Kafkaesque - "Issara’s opening phase is truly imbued with a sense of light. I can’t figure out how the feat was done. Ambergris is part of Issara’s note list, but it doesn’t feel like the source of the sunshine because there is nothing caramel-scented, salty, marshy, chewy or musky about it. It also doesn’t resemble the (frequently synthetic) abstract impressionism one finds with perfumers like Jean-Claude Ellena. While there is a minimalism and a streamlined simplicity to Issara’s shimmering goldenness, it feels as though it stems from a very deft handling of the other materials instead, like the green accords, the aromatics, and coumarin. If it is the ambergris, it’s been transformed into a gossamer veil of luminosity over Issara’s heart, meat, and bones: fragrant meadows of hay layered with clary sage, pine leaf, delicate woods, and mossy greenness."

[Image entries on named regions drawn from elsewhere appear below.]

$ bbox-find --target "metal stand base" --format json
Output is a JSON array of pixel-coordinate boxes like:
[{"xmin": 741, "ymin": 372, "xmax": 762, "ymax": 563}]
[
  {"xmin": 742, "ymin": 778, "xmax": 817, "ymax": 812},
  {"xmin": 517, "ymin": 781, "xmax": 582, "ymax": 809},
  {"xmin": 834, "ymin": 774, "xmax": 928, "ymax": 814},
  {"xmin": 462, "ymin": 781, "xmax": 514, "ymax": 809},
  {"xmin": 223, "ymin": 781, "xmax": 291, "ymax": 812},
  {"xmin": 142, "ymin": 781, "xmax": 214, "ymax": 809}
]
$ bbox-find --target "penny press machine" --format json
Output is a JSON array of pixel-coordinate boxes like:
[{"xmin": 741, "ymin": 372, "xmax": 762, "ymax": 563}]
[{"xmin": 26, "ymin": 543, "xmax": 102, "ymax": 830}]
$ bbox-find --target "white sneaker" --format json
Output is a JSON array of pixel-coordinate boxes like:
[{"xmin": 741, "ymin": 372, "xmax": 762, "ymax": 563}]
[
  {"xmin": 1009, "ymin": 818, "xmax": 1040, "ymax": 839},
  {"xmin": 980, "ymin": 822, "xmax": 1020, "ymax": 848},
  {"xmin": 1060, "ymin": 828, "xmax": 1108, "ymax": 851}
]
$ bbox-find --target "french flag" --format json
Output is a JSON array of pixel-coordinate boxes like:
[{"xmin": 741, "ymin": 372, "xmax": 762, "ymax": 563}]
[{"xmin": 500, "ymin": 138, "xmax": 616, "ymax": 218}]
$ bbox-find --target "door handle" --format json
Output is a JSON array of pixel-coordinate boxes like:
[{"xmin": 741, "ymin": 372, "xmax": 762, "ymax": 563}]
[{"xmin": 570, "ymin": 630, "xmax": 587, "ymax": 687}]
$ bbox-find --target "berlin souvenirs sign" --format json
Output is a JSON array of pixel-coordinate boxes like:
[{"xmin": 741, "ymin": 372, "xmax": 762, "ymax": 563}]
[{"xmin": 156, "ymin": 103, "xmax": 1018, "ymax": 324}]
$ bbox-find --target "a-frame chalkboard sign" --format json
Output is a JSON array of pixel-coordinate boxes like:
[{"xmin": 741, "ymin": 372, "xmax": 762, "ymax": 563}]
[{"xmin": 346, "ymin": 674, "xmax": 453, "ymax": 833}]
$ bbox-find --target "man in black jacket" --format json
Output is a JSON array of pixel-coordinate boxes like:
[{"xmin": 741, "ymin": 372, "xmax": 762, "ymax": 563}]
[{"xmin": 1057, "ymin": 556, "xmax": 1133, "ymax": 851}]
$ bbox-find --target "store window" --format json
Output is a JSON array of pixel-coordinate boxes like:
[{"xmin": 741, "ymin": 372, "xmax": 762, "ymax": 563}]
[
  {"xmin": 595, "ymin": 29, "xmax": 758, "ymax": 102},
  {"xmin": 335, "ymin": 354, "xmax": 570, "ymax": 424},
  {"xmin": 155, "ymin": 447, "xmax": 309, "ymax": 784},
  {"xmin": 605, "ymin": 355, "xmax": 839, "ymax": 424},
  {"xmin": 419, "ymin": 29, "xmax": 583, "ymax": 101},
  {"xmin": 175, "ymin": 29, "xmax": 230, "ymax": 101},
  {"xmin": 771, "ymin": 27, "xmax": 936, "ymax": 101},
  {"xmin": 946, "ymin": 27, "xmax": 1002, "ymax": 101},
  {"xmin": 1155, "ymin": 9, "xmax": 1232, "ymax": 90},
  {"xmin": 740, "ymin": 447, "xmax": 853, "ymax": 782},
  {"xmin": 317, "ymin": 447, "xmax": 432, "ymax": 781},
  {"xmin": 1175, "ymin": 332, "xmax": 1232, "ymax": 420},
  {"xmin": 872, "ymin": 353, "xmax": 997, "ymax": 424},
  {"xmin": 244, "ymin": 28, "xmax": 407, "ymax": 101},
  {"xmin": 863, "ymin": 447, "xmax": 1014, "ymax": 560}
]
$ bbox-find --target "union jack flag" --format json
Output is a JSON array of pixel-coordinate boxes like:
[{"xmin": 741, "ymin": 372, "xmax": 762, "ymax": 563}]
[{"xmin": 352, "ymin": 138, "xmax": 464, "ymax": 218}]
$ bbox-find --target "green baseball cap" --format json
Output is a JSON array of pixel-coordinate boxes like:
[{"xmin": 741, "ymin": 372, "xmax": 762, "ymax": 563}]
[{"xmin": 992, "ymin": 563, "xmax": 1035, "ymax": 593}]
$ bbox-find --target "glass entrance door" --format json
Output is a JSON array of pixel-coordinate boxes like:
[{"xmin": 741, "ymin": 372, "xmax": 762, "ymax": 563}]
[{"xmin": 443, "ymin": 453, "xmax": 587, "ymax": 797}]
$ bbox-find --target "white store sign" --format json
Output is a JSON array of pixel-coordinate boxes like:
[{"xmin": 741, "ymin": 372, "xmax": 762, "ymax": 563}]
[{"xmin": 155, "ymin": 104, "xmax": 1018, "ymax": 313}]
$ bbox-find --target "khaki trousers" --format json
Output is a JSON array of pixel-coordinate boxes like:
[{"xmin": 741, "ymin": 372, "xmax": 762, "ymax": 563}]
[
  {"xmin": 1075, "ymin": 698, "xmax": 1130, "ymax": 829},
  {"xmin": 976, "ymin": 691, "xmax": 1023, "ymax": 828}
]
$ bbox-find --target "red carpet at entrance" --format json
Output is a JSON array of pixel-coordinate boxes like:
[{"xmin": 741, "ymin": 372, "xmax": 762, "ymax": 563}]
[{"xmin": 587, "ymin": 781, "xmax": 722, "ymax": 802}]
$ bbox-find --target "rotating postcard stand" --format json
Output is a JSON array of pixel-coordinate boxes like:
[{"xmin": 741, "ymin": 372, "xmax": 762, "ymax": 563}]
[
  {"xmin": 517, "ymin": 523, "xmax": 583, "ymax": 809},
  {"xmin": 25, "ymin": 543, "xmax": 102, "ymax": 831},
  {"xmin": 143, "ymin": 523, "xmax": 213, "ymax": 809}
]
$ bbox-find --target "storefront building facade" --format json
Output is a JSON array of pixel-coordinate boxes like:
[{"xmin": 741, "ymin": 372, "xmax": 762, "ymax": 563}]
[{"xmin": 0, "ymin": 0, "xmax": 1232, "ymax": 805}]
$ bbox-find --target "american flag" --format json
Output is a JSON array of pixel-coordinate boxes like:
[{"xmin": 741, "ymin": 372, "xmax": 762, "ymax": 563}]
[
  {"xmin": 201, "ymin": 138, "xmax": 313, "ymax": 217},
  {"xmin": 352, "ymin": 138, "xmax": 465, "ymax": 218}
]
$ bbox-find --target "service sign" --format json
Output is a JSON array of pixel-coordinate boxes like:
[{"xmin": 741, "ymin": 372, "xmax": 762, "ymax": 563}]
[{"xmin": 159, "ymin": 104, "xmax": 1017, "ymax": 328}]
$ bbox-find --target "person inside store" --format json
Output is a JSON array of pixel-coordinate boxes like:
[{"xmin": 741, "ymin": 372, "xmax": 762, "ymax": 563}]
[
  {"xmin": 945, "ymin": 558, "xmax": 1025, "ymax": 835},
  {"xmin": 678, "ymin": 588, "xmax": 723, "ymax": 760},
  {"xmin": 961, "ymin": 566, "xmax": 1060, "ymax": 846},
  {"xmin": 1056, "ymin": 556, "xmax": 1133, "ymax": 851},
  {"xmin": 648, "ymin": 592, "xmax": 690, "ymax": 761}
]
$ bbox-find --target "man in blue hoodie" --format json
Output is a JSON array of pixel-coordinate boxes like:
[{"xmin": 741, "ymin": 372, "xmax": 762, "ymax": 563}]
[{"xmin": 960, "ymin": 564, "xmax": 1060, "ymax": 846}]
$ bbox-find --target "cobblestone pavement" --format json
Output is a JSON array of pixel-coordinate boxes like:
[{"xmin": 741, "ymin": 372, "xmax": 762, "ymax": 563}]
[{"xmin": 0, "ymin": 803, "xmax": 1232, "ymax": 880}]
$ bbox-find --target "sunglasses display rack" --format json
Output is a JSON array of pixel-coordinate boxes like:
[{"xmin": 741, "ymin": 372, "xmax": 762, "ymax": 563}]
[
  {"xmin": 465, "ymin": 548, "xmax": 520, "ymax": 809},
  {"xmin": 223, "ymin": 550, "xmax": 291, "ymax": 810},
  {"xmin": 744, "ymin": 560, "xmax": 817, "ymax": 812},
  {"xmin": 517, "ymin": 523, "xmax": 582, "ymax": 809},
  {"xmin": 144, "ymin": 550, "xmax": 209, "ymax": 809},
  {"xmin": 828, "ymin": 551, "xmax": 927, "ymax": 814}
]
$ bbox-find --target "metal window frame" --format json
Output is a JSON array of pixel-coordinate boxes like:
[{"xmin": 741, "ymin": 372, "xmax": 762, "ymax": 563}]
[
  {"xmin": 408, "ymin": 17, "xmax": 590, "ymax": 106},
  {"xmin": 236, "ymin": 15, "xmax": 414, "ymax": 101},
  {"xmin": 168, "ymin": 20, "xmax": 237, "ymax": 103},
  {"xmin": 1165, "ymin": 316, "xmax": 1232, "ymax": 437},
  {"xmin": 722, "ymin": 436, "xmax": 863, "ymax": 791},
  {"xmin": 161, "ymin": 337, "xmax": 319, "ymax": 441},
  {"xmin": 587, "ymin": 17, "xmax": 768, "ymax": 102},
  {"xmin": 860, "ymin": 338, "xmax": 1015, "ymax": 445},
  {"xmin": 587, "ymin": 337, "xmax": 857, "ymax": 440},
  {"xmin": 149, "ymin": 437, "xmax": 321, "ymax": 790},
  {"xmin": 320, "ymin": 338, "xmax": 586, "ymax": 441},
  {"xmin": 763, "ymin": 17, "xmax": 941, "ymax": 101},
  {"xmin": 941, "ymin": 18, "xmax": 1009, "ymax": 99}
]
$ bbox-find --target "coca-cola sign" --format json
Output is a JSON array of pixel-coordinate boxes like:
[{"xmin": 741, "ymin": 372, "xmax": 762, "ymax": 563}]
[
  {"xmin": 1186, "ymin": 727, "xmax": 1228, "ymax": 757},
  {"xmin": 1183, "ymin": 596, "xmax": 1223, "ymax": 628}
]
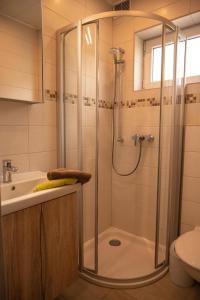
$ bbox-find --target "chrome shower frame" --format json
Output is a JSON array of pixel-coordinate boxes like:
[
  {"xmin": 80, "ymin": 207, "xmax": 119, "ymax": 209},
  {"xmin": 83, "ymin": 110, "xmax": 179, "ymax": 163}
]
[{"xmin": 57, "ymin": 10, "xmax": 184, "ymax": 288}]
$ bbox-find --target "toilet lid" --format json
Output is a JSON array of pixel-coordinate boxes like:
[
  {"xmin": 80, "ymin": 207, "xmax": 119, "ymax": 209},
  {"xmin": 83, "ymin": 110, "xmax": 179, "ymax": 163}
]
[{"xmin": 175, "ymin": 230, "xmax": 200, "ymax": 269}]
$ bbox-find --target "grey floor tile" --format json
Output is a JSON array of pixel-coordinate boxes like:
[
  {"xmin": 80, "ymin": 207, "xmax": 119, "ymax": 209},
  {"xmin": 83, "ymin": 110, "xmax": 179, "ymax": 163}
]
[
  {"xmin": 127, "ymin": 276, "xmax": 200, "ymax": 300},
  {"xmin": 186, "ymin": 284, "xmax": 200, "ymax": 300},
  {"xmin": 63, "ymin": 275, "xmax": 200, "ymax": 300},
  {"xmin": 102, "ymin": 289, "xmax": 138, "ymax": 300},
  {"xmin": 63, "ymin": 279, "xmax": 110, "ymax": 300}
]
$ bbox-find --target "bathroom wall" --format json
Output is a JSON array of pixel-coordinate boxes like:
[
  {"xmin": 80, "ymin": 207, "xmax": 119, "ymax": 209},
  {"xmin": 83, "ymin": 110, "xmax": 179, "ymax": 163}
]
[
  {"xmin": 112, "ymin": 0, "xmax": 200, "ymax": 240},
  {"xmin": 0, "ymin": 0, "xmax": 108, "ymax": 176},
  {"xmin": 0, "ymin": 16, "xmax": 41, "ymax": 101},
  {"xmin": 65, "ymin": 20, "xmax": 113, "ymax": 240}
]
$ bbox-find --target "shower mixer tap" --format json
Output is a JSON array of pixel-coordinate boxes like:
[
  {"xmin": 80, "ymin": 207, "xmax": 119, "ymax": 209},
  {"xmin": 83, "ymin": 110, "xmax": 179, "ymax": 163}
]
[{"xmin": 131, "ymin": 134, "xmax": 154, "ymax": 146}]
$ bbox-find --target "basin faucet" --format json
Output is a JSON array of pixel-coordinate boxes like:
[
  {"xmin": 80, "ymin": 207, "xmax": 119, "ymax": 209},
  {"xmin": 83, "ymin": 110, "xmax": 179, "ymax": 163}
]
[{"xmin": 3, "ymin": 159, "xmax": 18, "ymax": 183}]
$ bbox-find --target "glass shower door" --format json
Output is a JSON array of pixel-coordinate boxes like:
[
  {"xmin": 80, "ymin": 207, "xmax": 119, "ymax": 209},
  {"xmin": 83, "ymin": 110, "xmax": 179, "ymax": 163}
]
[{"xmin": 155, "ymin": 26, "xmax": 185, "ymax": 268}]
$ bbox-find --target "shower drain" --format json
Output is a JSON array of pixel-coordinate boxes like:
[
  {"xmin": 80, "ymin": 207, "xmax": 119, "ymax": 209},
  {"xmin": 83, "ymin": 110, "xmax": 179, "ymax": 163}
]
[{"xmin": 109, "ymin": 240, "xmax": 121, "ymax": 247}]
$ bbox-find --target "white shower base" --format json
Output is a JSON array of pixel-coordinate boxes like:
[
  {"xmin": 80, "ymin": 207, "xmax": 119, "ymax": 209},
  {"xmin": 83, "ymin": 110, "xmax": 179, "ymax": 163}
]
[{"xmin": 84, "ymin": 227, "xmax": 155, "ymax": 279}]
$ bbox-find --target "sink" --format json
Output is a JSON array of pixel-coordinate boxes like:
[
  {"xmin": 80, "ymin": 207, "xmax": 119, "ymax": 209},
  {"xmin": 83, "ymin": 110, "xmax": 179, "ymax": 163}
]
[
  {"xmin": 1, "ymin": 171, "xmax": 47, "ymax": 201},
  {"xmin": 1, "ymin": 171, "xmax": 81, "ymax": 215}
]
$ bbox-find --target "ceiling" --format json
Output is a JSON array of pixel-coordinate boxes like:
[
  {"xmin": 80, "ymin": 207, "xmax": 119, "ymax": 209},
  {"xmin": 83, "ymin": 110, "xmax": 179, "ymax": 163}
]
[{"xmin": 0, "ymin": 0, "xmax": 42, "ymax": 29}]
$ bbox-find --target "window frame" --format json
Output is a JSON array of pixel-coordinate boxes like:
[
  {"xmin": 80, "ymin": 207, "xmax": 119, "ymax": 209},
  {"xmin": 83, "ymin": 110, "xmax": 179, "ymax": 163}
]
[{"xmin": 142, "ymin": 24, "xmax": 200, "ymax": 89}]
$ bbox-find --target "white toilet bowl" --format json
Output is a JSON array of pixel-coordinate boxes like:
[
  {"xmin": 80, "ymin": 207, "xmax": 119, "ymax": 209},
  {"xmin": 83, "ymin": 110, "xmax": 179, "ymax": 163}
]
[{"xmin": 170, "ymin": 227, "xmax": 200, "ymax": 286}]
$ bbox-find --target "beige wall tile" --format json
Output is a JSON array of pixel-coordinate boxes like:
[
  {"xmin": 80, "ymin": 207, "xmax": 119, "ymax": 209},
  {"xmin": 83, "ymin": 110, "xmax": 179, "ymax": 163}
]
[
  {"xmin": 183, "ymin": 152, "xmax": 200, "ymax": 177},
  {"xmin": 0, "ymin": 125, "xmax": 28, "ymax": 156},
  {"xmin": 0, "ymin": 100, "xmax": 28, "ymax": 125},
  {"xmin": 182, "ymin": 176, "xmax": 200, "ymax": 203},
  {"xmin": 0, "ymin": 154, "xmax": 29, "ymax": 173},
  {"xmin": 181, "ymin": 201, "xmax": 200, "ymax": 226},
  {"xmin": 29, "ymin": 151, "xmax": 57, "ymax": 172}
]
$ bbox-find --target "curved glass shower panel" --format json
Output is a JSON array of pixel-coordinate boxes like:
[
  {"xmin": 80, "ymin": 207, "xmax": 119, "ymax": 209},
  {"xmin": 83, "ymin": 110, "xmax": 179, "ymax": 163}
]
[
  {"xmin": 63, "ymin": 29, "xmax": 79, "ymax": 169},
  {"xmin": 155, "ymin": 26, "xmax": 176, "ymax": 267},
  {"xmin": 56, "ymin": 11, "xmax": 183, "ymax": 287},
  {"xmin": 81, "ymin": 23, "xmax": 98, "ymax": 272}
]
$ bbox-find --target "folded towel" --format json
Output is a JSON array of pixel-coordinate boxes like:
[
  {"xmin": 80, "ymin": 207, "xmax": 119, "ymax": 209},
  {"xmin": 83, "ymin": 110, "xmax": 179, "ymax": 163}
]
[
  {"xmin": 47, "ymin": 168, "xmax": 91, "ymax": 184},
  {"xmin": 33, "ymin": 178, "xmax": 77, "ymax": 192}
]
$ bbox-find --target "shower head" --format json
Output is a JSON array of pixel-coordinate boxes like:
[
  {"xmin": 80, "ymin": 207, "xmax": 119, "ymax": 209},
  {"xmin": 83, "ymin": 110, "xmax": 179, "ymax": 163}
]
[{"xmin": 110, "ymin": 48, "xmax": 125, "ymax": 64}]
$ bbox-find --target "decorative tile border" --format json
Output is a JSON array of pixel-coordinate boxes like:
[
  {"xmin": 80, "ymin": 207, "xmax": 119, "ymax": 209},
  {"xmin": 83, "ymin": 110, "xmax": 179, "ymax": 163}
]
[
  {"xmin": 185, "ymin": 94, "xmax": 200, "ymax": 104},
  {"xmin": 65, "ymin": 94, "xmax": 200, "ymax": 109},
  {"xmin": 45, "ymin": 89, "xmax": 57, "ymax": 101}
]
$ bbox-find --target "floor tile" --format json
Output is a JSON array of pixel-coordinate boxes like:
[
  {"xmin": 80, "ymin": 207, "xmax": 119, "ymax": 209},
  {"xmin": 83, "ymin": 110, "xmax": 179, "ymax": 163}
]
[
  {"xmin": 127, "ymin": 275, "xmax": 197, "ymax": 300},
  {"xmin": 63, "ymin": 278, "xmax": 110, "ymax": 300}
]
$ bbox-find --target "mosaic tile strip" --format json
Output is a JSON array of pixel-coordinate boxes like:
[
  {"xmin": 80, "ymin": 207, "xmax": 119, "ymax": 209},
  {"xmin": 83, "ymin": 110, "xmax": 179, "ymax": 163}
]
[
  {"xmin": 65, "ymin": 94, "xmax": 200, "ymax": 109},
  {"xmin": 45, "ymin": 89, "xmax": 57, "ymax": 101},
  {"xmin": 185, "ymin": 94, "xmax": 200, "ymax": 104}
]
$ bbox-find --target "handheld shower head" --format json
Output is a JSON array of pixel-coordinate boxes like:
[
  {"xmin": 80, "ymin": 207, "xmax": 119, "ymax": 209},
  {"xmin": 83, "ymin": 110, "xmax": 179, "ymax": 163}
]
[{"xmin": 110, "ymin": 48, "xmax": 125, "ymax": 64}]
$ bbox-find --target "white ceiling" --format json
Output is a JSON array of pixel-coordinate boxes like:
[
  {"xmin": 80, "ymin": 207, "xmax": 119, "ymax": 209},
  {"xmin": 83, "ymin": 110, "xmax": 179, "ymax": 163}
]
[
  {"xmin": 137, "ymin": 12, "xmax": 200, "ymax": 40},
  {"xmin": 0, "ymin": 0, "xmax": 42, "ymax": 29}
]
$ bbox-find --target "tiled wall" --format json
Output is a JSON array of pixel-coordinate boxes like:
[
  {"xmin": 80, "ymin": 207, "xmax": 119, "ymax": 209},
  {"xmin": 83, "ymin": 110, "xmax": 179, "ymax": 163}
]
[
  {"xmin": 0, "ymin": 16, "xmax": 42, "ymax": 101},
  {"xmin": 0, "ymin": 0, "xmax": 108, "ymax": 176},
  {"xmin": 181, "ymin": 84, "xmax": 200, "ymax": 232},
  {"xmin": 0, "ymin": 0, "xmax": 200, "ymax": 244},
  {"xmin": 112, "ymin": 0, "xmax": 200, "ymax": 239}
]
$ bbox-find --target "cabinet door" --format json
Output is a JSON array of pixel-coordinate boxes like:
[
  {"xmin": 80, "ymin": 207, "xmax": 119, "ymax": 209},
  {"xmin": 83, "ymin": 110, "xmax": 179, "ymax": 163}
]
[
  {"xmin": 42, "ymin": 193, "xmax": 78, "ymax": 300},
  {"xmin": 2, "ymin": 205, "xmax": 42, "ymax": 300}
]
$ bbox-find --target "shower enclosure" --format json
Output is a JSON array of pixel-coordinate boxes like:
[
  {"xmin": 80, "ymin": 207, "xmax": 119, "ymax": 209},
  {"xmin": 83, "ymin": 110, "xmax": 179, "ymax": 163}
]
[{"xmin": 57, "ymin": 11, "xmax": 186, "ymax": 287}]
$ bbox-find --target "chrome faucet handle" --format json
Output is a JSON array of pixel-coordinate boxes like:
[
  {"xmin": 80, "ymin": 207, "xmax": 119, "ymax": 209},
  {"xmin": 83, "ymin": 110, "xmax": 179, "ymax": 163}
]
[
  {"xmin": 146, "ymin": 134, "xmax": 154, "ymax": 142},
  {"xmin": 2, "ymin": 159, "xmax": 18, "ymax": 183},
  {"xmin": 2, "ymin": 159, "xmax": 11, "ymax": 168}
]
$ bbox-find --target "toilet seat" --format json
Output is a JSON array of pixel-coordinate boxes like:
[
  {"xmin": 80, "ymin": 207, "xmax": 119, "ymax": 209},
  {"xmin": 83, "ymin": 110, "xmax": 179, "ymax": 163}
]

Eaumg - "For a long time, Issara smells like a sweet tonka and amber with the faintest amount of dry moss. To my surprise, that isn’t the dry-down. The dry-down is a warm, sweet, cuddly musk ... It’s unexpected and I can’t stop sniffing it.
Basenotes - " There is both a freshness & an earthiness to this one. There's a crisp, sunlit opening, followed by smooth tobacco, a hint of sage, & an undertone of tonka. Over the first hour, the tobacco becomes smokier, & then comes the best part: the coumarin comes out in full force, with all its hay-like sweetness. There are shades of Chergui here, although this is less sweet & less dense. The projection is excellent for a good six hours, & overall it lasts well over twelve hours, sometimes up to twenty-four on a good day.